C3 is perhaps a bit low but to calculate the right values for a boucherot cell you need to know exactly what speaker you’re connecting it to, which seems like overkill
(or is it a bit high, the datasheet says 50 nF?)
C4 is larger than I’d expect, the datasheet has 250 uF there and looking at the usual suspects (ruby, little gem, noisy cricket, etc) 47-220 uF seems common, but a big one is probably ok too.
Oh, I’m afraid I did not think a low pass gate would be used to drive a loudspeaker. If that is what is intended, then a simple op-amp will not do the trick. So @d42kn355 … what is it supposed to be connected to?
Now you have a comparator, not an amplifier. You need a bit of feedback. Connect pin 1 to pin 2 (i.e. output to negative input) and you have a voltage follower. Drop the network on the output side; for the LM386 it’s there to deal with a 4-8 ohm speaker and you don’t have that anymore.
Also, if you’re using a TL072, you cannot leave the other half hanging. Either use it as an output buffer (i.e. after the filter bits) or connect output to negative input there too, and positive input to ground. That gives it something to do, which is good since it keeps it from messing with the one that’s trying to do things (see here for more).
No, get rid of C3/R3 and C4. The others did something with the tone, I think (if you have the circuit on breadboard, just go ahead and test various resistor/capacitor/pot combinations and see what happens).

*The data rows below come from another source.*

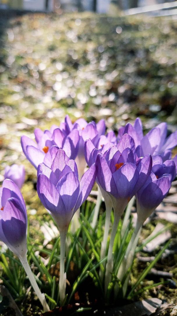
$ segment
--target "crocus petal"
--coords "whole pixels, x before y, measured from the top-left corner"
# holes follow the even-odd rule
[[[133,127],[132,125],[130,123],[126,124],[125,126],[124,133],[126,133],[132,137],[136,147],[140,144],[140,140],[135,130]]]
[[[66,115],[65,117],[65,130],[67,135],[69,134],[73,128],[73,125],[69,115]]]
[[[56,145],[59,148],[62,148],[63,140],[66,135],[59,128],[54,130],[52,135],[52,137]]]
[[[161,149],[161,152],[172,149],[177,145],[177,131],[173,133],[168,137]]]
[[[170,181],[166,176],[149,183],[139,197],[140,205],[147,210],[155,210],[167,194],[170,186]]]
[[[57,185],[65,206],[66,212],[72,214],[79,192],[79,182],[74,172],[65,174]]]
[[[132,150],[133,154],[136,156],[135,148],[133,139],[128,134],[124,134],[121,137],[119,143],[117,145],[116,147],[120,153],[122,153],[125,148],[130,148]]]
[[[45,153],[33,146],[27,146],[26,150],[28,160],[37,169],[38,165],[43,162]]]
[[[1,206],[4,206],[6,201],[9,198],[15,198],[20,200],[25,209],[25,203],[19,188],[13,181],[6,179],[0,188],[0,198],[2,201]]]
[[[77,130],[73,130],[64,140],[63,148],[70,159],[75,159],[79,149],[79,135]]]
[[[135,121],[133,126],[140,140],[143,137],[142,125],[139,118],[137,118]]]
[[[69,160],[63,149],[58,149],[51,166],[57,179],[59,179],[61,172]]]
[[[76,211],[86,200],[92,190],[97,176],[97,169],[95,163],[85,172],[80,182],[80,189],[77,201],[75,206]]]
[[[106,125],[104,119],[101,119],[99,121],[96,125],[96,128],[98,136],[104,135],[106,132]]]
[[[136,166],[133,163],[123,165],[113,174],[119,197],[130,199],[135,194],[135,187],[139,177]]]
[[[84,154],[86,162],[89,167],[95,162],[92,158],[93,152],[95,149],[95,146],[90,139],[87,139],[84,144]]]
[[[155,128],[151,130],[141,141],[141,146],[143,155],[148,154],[153,155],[160,140],[160,130]]]
[[[26,150],[27,146],[33,146],[33,147],[37,148],[37,145],[32,139],[31,139],[29,137],[27,137],[27,136],[22,136],[21,137],[21,143],[23,151],[27,158],[27,159],[28,159],[28,155]]]
[[[58,182],[55,174],[50,168],[47,167],[44,163],[40,163],[37,168],[37,176],[40,173],[44,174],[50,179],[51,182],[56,186]]]
[[[35,135],[35,138],[36,142],[38,143],[41,137],[42,137],[44,132],[41,130],[40,130],[40,128],[35,128],[34,130],[34,134]]]
[[[47,177],[41,173],[37,178],[37,191],[43,205],[51,213],[57,213],[60,195]]]
[[[3,233],[9,244],[14,247],[24,239],[26,239],[26,213],[19,200],[11,198],[7,201],[1,213]]]
[[[96,160],[97,178],[101,186],[105,191],[116,197],[118,192],[112,173],[105,158],[98,154]]]
[[[150,155],[146,155],[139,162],[137,168],[140,175],[135,187],[136,191],[139,190],[145,183],[151,173],[152,163],[152,157]]]
[[[58,149],[58,147],[57,146],[52,146],[45,155],[43,162],[49,168],[51,168],[52,163]]]

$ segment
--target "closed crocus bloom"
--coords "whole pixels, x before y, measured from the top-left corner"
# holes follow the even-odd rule
[[[93,157],[97,150],[93,151]],[[150,174],[152,159],[149,155],[138,158],[132,138],[125,134],[117,146],[112,146],[103,155],[98,153],[96,163],[98,181],[110,196],[114,214],[105,273],[106,291],[111,278],[112,250],[119,222],[129,202]]]
[[[25,179],[25,171],[23,165],[18,166],[14,164],[11,167],[7,166],[5,168],[5,179],[12,180],[19,188],[21,189]]]
[[[171,158],[171,150],[177,145],[177,131],[168,137],[167,132],[167,124],[163,122],[143,136],[142,124],[140,119],[138,118],[135,120],[133,126],[128,123],[125,127],[121,128],[118,136],[120,137],[127,133],[131,136],[139,157],[144,156],[148,154],[152,156],[160,154],[164,161]]]
[[[34,132],[36,143],[27,136],[23,136],[21,144],[26,157],[36,169],[40,163],[44,161],[49,150],[53,146],[63,148],[71,159],[74,159],[76,156],[79,137],[76,130],[67,135],[55,125],[50,131],[47,130],[43,132],[37,128]]]
[[[17,186],[6,179],[0,188],[0,239],[19,257],[44,310],[49,308],[26,258],[27,218],[25,204]]]
[[[38,167],[38,195],[42,204],[55,221],[60,231],[59,290],[61,302],[65,296],[64,257],[69,226],[75,213],[90,194],[96,176],[94,164],[85,173],[80,182],[75,161],[70,160],[62,149],[58,151],[51,169],[43,163]]]
[[[0,239],[19,257],[26,256],[27,215],[17,185],[6,179],[0,188]]]
[[[122,263],[117,275],[121,281],[125,272],[131,264],[143,223],[167,195],[171,186],[171,181],[175,175],[176,168],[173,160],[167,160],[163,163],[160,155],[156,155],[153,157],[152,171],[136,194],[137,220],[126,250],[125,258]],[[124,295],[127,282],[125,283],[123,288]]]

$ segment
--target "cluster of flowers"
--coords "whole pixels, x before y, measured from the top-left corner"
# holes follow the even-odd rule
[[[126,205],[135,195],[136,226],[127,249],[126,261],[118,272],[120,281],[124,275],[123,270],[124,272],[131,264],[132,249],[142,224],[167,194],[176,174],[177,157],[171,159],[171,150],[177,145],[177,131],[167,138],[165,123],[160,124],[145,136],[139,118],[133,126],[128,123],[121,128],[117,137],[112,131],[106,135],[105,132],[103,120],[96,124],[94,122],[88,124],[80,118],[73,124],[67,116],[65,122],[59,127],[53,125],[50,131],[44,132],[36,129],[36,142],[25,136],[21,138],[24,153],[37,169],[39,198],[60,231],[62,302],[65,296],[64,258],[68,228],[95,181],[106,206],[101,259],[105,256],[113,207],[114,215],[105,274],[100,275],[102,279],[104,278],[106,293],[111,280],[113,248],[117,226]],[[84,173],[87,165],[89,168]],[[5,177],[13,181],[4,180],[0,189],[0,239],[23,264],[26,254],[27,217],[23,198],[14,182],[21,187],[24,171],[14,168],[15,176],[12,177],[13,173],[8,169]],[[17,181],[18,178],[19,179]],[[42,297],[41,301],[47,309],[44,299]]]

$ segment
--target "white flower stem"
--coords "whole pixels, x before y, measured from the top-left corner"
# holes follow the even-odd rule
[[[59,229],[60,235],[60,279],[59,280],[59,296],[60,304],[64,301],[66,295],[66,277],[64,273],[64,258],[65,257],[65,246],[68,228],[65,230]]]
[[[122,225],[122,228],[121,228],[121,236],[122,237],[124,236],[124,235],[125,233],[126,228],[127,227],[127,225],[129,220],[130,213],[131,212],[131,208],[133,205],[134,202],[135,202],[135,197],[134,196],[131,199],[127,205],[124,216],[124,221],[123,221]]]
[[[117,227],[120,218],[120,216],[119,214],[114,212],[114,219],[113,225],[111,239],[109,242],[109,249],[108,253],[107,263],[106,266],[104,281],[104,289],[105,295],[106,294],[109,283],[110,282],[111,278],[111,273],[112,271],[113,267],[113,249],[114,241],[117,233]]]
[[[113,207],[112,205],[108,205],[107,206],[106,208],[106,218],[105,219],[105,225],[104,226],[104,231],[103,236],[103,239],[102,240],[101,249],[100,251],[100,260],[103,259],[104,258],[106,254],[106,251],[107,246],[107,242],[109,234],[109,225],[111,221],[111,213]],[[106,266],[106,262],[105,261],[102,264],[104,268],[105,269]],[[99,272],[99,276],[102,282],[103,280],[104,276],[104,272],[101,269],[100,269]]]
[[[97,195],[97,202],[96,202],[96,205],[95,208],[94,215],[91,224],[91,227],[94,229],[95,228],[97,221],[98,220],[100,207],[102,201],[102,194],[101,190],[99,186],[98,186],[98,195]]]
[[[28,277],[31,284],[43,307],[44,311],[47,312],[47,311],[49,311],[50,308],[46,301],[45,295],[43,293],[42,294],[41,293],[39,289],[39,287],[35,279],[34,275],[29,265],[26,257],[26,256],[24,257],[20,256],[19,257],[19,258]]]

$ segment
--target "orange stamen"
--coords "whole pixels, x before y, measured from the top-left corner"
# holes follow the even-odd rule
[[[48,146],[45,146],[43,148],[42,148],[43,151],[44,151],[45,154],[47,154],[48,150]]]
[[[120,168],[120,167],[123,166],[123,162],[120,162],[120,163],[116,164],[115,165],[115,167],[116,167],[116,171],[117,171],[117,170],[118,170],[118,169],[119,169],[119,168]]]

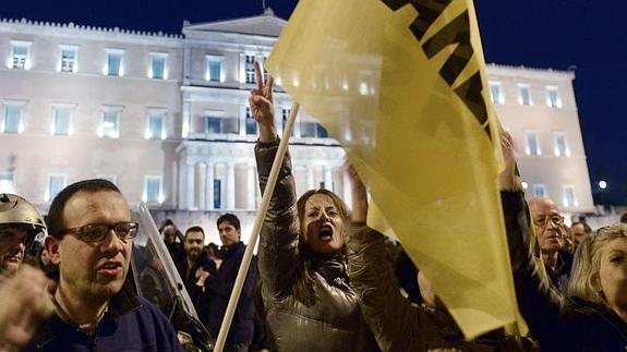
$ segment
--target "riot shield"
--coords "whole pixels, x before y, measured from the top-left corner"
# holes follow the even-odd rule
[[[166,243],[144,203],[133,214],[140,223],[133,239],[132,272],[137,294],[170,319],[188,351],[212,351],[212,339],[177,271]]]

(C3/R3 is a boucherot cell, also called zobel filter, which attempts to compensate for what the speaker coils are up to, and the big capacitor is there to filter out the DC component from the LM386 output so you don’t fry the speaker, but with no LM386 and no speaker they’re kind of pointless )
Gotcha!! Thank you
I like learning what specific sections like the zobel filter are known as, it would be lovely to have an dictionary of well known circuit names
Now that you’ve removed R3, C3 and C4, the output is connected directly to the output of the opamp so C1, C2 and RV1 won’t have much effect at all (they now essentially just form another load in parallel with whatever you plus in the OUT jack).
The Eurorack connector is reversed, pin 1 should be -12V
That’s why I asked him to experiment on the breadboard (once the opamps are somewhat reasonably wired up, the rest can be figured out by random mutations. Or I guess reading a lot of literature and doing a proper analysis, but where’s the adventure in that )
(not sure a 1000 uF cap provides that much filtering, btw. You’d need like 5 ohms to get a filter cutoff in the audible range (maybe an argument for adding back the LM386? ))
I noticed the 12v +/- swap right after i posted the schem lol. Ty
Okay, so now that I have the op-amp established - that tone curve pot you said would have little effect… how do i slap something coming from the output of the op-amp before the out jack to adjust tone?
If I just moved that section up before the output jack, would it do anything? lol
Or should I remove the switch, the pot and the caps there all together and just use 1 cap and down to ground?